The announcement of SoftBank's investment was received positively on the German stock exchange as shares in Wirecard jumped almost 9 percent to 134 euros in early trading on Wednesday Other Softbank investments in its Vision Fund range from ride-sharing giants including Uber, DiDi, Grab and Ola to new financial and business services such as WeWork. Analysts said the partnership could provide further growth opportunities for Wirecard.
Germany's Finance-magazine reports:
Softbank's investment is also an important vote of confidence in the Bavarian payment service provider, which has been repeatedly exposed to allegations of fraud in recent years. In recent months, the pressure on the Munich-based company has continued to increase after a journalist reported to the British business newspaper "Financial Times" (FT), citing internal Wirecard documents, that a senior Wirecard employee in Singapore had allegedly concealed several suspicious transactions. The employee is no longer said to be working for Wirecard.
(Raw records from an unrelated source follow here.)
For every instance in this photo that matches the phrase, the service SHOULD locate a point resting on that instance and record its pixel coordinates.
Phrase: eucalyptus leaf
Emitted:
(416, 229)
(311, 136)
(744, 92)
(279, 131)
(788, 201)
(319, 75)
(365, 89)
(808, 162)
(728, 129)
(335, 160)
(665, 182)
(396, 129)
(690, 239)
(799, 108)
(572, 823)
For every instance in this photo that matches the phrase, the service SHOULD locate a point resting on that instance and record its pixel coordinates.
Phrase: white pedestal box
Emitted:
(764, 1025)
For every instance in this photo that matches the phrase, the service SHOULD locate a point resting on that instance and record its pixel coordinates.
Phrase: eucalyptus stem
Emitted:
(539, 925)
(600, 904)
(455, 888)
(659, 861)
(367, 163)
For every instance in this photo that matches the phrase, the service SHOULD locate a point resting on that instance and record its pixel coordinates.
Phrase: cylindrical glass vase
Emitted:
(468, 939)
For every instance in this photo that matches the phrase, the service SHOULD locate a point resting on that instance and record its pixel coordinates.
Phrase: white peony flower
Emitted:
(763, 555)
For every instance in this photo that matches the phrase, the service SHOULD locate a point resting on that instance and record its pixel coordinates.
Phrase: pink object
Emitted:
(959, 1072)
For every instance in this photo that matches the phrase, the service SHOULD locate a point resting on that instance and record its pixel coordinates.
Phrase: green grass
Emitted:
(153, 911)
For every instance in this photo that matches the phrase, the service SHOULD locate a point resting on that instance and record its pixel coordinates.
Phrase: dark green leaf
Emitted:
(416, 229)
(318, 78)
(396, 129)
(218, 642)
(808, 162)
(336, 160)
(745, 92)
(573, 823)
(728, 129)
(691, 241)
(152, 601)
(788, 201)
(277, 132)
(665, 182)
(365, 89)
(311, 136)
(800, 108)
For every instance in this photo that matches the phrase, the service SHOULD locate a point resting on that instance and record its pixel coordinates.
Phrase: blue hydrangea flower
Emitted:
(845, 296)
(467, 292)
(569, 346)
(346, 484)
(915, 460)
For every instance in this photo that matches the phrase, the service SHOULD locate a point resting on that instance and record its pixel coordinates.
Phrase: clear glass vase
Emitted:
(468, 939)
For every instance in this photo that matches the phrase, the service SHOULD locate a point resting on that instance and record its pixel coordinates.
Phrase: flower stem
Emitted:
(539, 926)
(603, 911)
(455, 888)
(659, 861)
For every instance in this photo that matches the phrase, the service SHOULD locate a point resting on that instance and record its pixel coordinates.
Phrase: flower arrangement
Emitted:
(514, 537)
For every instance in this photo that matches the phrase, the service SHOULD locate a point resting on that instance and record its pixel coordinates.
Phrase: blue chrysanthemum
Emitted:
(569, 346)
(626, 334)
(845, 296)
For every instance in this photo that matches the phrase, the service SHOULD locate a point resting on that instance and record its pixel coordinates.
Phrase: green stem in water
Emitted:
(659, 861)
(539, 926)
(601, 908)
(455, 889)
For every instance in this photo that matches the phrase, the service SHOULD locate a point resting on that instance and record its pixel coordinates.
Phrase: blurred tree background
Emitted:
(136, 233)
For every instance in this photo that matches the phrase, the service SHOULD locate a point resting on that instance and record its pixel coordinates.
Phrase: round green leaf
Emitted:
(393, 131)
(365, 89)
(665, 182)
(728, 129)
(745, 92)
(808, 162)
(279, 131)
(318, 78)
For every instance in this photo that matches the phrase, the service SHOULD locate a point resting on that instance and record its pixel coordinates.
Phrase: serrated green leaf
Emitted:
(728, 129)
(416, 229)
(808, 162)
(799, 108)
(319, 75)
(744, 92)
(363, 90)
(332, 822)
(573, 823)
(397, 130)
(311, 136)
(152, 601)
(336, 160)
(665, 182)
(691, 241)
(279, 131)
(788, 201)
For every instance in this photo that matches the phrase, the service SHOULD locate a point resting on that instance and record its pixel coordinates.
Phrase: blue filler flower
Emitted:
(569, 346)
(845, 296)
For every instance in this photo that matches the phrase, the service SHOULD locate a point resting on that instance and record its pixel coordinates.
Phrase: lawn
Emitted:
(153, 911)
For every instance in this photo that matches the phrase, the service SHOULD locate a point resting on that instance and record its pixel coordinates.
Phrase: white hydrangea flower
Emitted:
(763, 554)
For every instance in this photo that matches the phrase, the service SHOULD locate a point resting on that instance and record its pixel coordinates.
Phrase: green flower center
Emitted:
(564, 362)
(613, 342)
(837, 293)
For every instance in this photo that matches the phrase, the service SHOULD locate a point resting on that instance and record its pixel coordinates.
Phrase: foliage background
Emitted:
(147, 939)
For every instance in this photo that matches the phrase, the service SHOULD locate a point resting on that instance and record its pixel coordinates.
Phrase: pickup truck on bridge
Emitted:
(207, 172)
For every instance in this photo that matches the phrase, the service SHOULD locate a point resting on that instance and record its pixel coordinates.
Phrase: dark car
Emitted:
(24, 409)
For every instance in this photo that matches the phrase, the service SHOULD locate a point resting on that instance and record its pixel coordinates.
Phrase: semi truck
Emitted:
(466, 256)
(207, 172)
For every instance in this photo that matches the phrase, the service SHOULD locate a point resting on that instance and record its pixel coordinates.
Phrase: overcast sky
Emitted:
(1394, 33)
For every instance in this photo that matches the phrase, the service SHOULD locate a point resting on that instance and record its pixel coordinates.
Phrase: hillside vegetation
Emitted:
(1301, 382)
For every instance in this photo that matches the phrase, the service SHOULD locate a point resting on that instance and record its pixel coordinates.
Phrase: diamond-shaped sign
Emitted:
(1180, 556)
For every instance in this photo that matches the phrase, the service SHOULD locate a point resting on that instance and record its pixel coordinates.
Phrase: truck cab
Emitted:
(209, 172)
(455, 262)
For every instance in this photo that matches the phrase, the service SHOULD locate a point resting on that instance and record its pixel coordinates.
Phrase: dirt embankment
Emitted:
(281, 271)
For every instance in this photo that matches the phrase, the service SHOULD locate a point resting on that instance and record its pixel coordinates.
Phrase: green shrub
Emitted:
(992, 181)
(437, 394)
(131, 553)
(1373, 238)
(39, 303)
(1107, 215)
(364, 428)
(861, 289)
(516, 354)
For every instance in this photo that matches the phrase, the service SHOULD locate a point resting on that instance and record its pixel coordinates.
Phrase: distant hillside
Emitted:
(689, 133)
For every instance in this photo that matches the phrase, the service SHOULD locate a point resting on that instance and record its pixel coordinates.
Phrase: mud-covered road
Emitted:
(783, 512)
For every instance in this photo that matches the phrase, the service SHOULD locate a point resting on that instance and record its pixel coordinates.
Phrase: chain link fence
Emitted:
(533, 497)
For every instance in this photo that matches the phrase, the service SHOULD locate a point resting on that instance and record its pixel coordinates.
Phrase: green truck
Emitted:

One consequence of FT reporting was a decline in the Wirecard share price from around 167 euros at the end of January to 96 euros at the beginning of February - almost 10 billion in market capitalization were destroyed. In the meantime, Wirecard has sued FT for damages.
The slide in the share price assumed such proportions that the Federal Financial Supervisory Authority (Bafin) felt compelled to take a historic step: the authorities issued a short-selling ban on the Wirecard share. This ban on so-called "short sellers" from Germany and abroad lasted until last Thursday.
Meanwhile, the Bafin is also suing "around a dozen people", as the magazine "Spiegel" reports. Specifically, the Bonn financial supervisory authority suspects FT journalists of "having made common cause with several funds or individual investors".